Just like the spokes of a wheel on a bicycle, Auden’s head is always spinning. As an insomniac, who spends her nights at a 24-hour diner, she has a lot of time to think. And overthink. And think some more. But sometimes in life, you just can’t think. When Auden goes to stay with her dad for the summer, she meets Eli, a fellow insomniac, who is determined to help Auden let go and just have fun. Join Auden and Eli, on their quest to have the best summer ever, and see if Auden will finally learn how to ride a bike.

“Dreamland”

“It’s so easy to get caught up in what people expect of you. Sometimes, you can just lose yourself.”

Falling in love isn’t always like flopping back into pillowy clouds, sometimes it can be more of a trap, like a rabbit hole. This is a story of that other kind of love. The kind that hurts and leaves scars. Perhaps one of the most overlooked aspects of dating, this is an important reminder of how people aren’t always who we think they are at first. Caitlyn falls in love with every part of Rogerson. His wild hair and spirit. His interesting mind and kind heart.
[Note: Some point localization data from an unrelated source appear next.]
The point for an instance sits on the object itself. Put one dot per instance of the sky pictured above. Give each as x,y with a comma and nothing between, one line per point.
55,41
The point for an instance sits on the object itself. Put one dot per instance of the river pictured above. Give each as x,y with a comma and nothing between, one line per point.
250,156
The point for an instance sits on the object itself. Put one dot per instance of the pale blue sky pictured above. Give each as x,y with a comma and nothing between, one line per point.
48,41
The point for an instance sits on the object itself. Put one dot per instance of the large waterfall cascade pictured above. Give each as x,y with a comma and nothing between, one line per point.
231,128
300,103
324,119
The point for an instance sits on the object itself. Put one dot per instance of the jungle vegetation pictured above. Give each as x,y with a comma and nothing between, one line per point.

So when she sees a different side of Rogerson, one with fists and a raging temper, she doesn’t know how to feel. “Dreamland” is an absolutely inspiring story, and you will be cheering for our heroin Caitlin as she stands up for herself, and makes the painful discovery that love can change.

“This Lullaby”

“You know, when it works, love is pretty amazing. It’s not overrated. There’s a reason for all those songs.”

For Remy, love is like the empty bottles of meal replacement shakes her fourth step-father leaves around the house. Empty words that her mother fills her romance novels with. And quite frankly, not worth her time. But when she meets Dexter Jones, the lead singer in a band called Truth Squad, she gets a new look at what it could mean to love someone. Remy’s story is all about faith and giving someone new a chance, even though it might be scary at first. Readers of “This Lullaby” will relate to Remy’s honest vulnerability, and the idea that the future isn’t always the same as the past.

“Just Listen”

“There comes a time when the world gets quiet and the only thing left is your own heart. So you’d better learn the sound of it. Otherwise you’ll never understand what it’s saying.”

This is the book that will keep you up at night; the book that you will read underneath the covers, with a flashlight when you should be falling asleep. Annabelle will keep you thinking about the way that you always answer the mundane question of “How are you?” with “I’m fine,” even when that couldn’t be farther from the truth. The topic of sexual assault is a tragically common problem in society, evident in repetition of phrases such as “Me too” seen on social media platforms. But Annabelle’s story is of one of the silent voices, that we don’t always hear. It can seem easier to hide sometimes, but when Annabelle meets Owen, she learns that when you find someone you can trust, just like listening, being open is an important part of love.